Lígia Guerra

Lígia Guerra
Por que carrego doçura na alma e asas nos pés?
Porque sinto a vida além do óbvio.
Porque enxergo sol em dias de chuva.
Porque amo até mesmo o desamor.
Porque acolho cada gesto com os braços do coração.
Porque perfumo o caminho das estrelas.
Porque componho alegria na poesia da tristeza.
Porque desejo colorir a vida com olhos de fé!

- Lígia Guerra -

quinta-feira, 12 de abril de 2012

Como estabelecer limites para a família?


Casar implica em sair da singularidade e passar a conjugar a existência na pluralidade.
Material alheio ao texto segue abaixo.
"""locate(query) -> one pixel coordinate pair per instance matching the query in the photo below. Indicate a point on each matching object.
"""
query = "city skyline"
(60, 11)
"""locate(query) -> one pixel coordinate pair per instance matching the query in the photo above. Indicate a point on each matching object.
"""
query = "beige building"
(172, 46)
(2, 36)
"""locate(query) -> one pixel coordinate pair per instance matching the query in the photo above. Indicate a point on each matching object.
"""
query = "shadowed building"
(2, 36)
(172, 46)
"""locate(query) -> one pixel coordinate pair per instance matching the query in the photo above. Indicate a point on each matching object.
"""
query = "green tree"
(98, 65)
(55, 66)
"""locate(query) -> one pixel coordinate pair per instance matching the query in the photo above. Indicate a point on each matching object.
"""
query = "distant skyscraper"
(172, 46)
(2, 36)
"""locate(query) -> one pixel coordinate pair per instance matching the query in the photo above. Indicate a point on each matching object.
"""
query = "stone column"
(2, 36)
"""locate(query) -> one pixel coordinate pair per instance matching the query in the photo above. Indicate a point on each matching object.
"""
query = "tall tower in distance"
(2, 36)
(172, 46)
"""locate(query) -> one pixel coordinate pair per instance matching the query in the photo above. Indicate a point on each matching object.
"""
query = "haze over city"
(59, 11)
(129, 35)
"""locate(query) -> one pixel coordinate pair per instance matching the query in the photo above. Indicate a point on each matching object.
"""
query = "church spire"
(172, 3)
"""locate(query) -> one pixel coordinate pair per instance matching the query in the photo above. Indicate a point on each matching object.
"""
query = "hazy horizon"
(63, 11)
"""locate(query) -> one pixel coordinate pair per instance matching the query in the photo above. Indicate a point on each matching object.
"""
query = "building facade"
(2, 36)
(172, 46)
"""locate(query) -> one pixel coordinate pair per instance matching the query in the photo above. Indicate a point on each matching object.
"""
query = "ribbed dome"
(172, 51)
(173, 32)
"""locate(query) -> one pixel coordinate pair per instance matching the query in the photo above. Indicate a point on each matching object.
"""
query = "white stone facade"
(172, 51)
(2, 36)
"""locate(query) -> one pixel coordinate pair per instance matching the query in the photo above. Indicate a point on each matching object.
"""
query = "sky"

Quando casamos temos que aprender muito sobre nós mesmos, sobre o outro e também sobre os novos familiares.

Primeiro temos que SENTIR que precisamos desatar os nós das diferenças e criar laços do bem querer, pois os laços enfeitam a vida, os nós castram. Parece uma diferença insignificante, mas não é! Laços criam possibilidade de amor real, já os nós criam a obrigatoriedade do afeto. Famílias que obrigam os filhos a bater cartão aos sábados e domingos em suas casas, privam a possibilidade da chegada prazerosa e impõem a presença compulsória, o desprazer.

Criar laços significa cativar. Aqui recorro ao livro Pequeno Príncipe: ‘Somo responsáveis por aquilo que cativamos!’ Então entra a questão: Como estabelecer limites para a família sem magoar os sentimentos do grupo familiar e sem ferir a relação conjugal? A palavra é educação, mas não apenas no sentido do polimento, educação para os limites! Os adultos também precisam ser educados.

Aqui vale lembrar que eu só posso ensinar algo que eu mesmo aprendi. Será que eu consigo estabelecer limites sociais, para os meus colegas de trabalho, o meu chefe e para os amigos? Quanto mais íntimas forem as pessoas, mais difícil será para estabelecer esses limites.

Perceber a necessidade da educação pessoal, conjugal e familiar possibilita crescimento para todos. Não levar a intimidade conjugal para a casa dos pais ou irmãos, não falar mal do parceiro ou procurar resolver os problemas em casas alheias. Evitar discutir na frente dos filhos é vital! Eles não costumam ter maturidade e por vezes acabam expondo a família a situações constrangedoras ao comentar com familiares e amigos o desentendimento dos pais. Imagine se a briga do casal foi sobre questões íntimas ou sobre a saúde financeira da família, o nível da exposição! Casais que não têm bom senso, tornam-se facilmente alvo de fofocas e isso só aumenta a tensão entre ambos.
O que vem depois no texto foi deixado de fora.